In contrast with Mapai, the main Labour Zionist party in Palestine at the time, the Hashomer Hatzair Workers Party put heavier emphasis on class struggle. The party could not achieve unity in action with the Palestine Communist Party, as the Hashomer Hatzair Workers Party supported aliyah whilst the communists had ambiguous positions on the issue.

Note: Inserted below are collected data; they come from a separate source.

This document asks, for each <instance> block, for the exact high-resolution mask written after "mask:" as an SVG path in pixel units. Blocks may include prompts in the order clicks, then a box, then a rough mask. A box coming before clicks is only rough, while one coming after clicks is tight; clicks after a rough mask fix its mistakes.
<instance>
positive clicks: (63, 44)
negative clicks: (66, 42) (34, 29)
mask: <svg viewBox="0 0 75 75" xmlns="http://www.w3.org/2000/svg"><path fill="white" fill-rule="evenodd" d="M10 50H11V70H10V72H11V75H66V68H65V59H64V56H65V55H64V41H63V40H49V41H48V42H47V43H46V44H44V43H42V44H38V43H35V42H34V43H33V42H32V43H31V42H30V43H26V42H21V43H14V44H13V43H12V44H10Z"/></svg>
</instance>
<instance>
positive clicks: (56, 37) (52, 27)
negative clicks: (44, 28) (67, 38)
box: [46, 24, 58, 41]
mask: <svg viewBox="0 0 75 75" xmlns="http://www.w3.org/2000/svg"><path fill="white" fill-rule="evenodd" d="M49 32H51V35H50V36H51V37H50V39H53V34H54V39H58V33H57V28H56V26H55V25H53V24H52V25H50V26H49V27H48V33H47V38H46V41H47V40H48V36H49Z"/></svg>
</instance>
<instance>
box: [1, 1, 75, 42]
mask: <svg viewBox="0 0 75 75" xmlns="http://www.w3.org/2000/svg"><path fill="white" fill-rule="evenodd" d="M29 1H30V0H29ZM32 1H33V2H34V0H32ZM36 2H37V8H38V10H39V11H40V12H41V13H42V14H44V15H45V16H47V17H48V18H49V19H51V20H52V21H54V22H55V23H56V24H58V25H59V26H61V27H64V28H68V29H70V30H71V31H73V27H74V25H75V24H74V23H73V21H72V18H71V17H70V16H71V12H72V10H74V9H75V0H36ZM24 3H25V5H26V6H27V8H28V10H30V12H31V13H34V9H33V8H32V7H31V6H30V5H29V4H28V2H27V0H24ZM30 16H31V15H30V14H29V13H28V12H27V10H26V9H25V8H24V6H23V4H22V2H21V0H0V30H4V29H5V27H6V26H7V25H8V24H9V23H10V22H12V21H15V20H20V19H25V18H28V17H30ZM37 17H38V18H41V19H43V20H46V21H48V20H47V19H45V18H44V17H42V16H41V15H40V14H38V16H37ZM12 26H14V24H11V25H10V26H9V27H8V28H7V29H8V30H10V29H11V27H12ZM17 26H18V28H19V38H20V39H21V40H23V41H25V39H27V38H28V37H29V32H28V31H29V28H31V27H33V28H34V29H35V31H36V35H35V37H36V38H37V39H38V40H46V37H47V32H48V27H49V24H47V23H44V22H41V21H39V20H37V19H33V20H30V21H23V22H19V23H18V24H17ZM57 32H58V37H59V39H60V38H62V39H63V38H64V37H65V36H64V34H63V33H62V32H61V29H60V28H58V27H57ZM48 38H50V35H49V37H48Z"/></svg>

The Hashomer Hatzair Workers Party was the sole Zionist political organization in Palestine at the time that recognized the national rights of the Palestinian Arabs. The party advocated a bi-national state, to be shared between Jews and Arabs. The party was repeatedly criticized by other Zionist groups for their bi-national position, accusing the party of breaking the united Zionist front. The party opposed partitioning Palestine, instead preferring converting the British Mandate into an international trusteeship. In the longer perspective, a 'Palestinian Commonwealth' with Jewish majority would be established. The party maintained links with Ihud, a small circle of Jewish intellectuals who shared the bi-national vision of the party.

In 1948 the party merged with Ahdut HaAvoda-Poalei Zion, forming the United Workers Party (MAPAM).

The party's newspaper was Al HaMishmar which subsequently transferred its affiliation to MAPAM.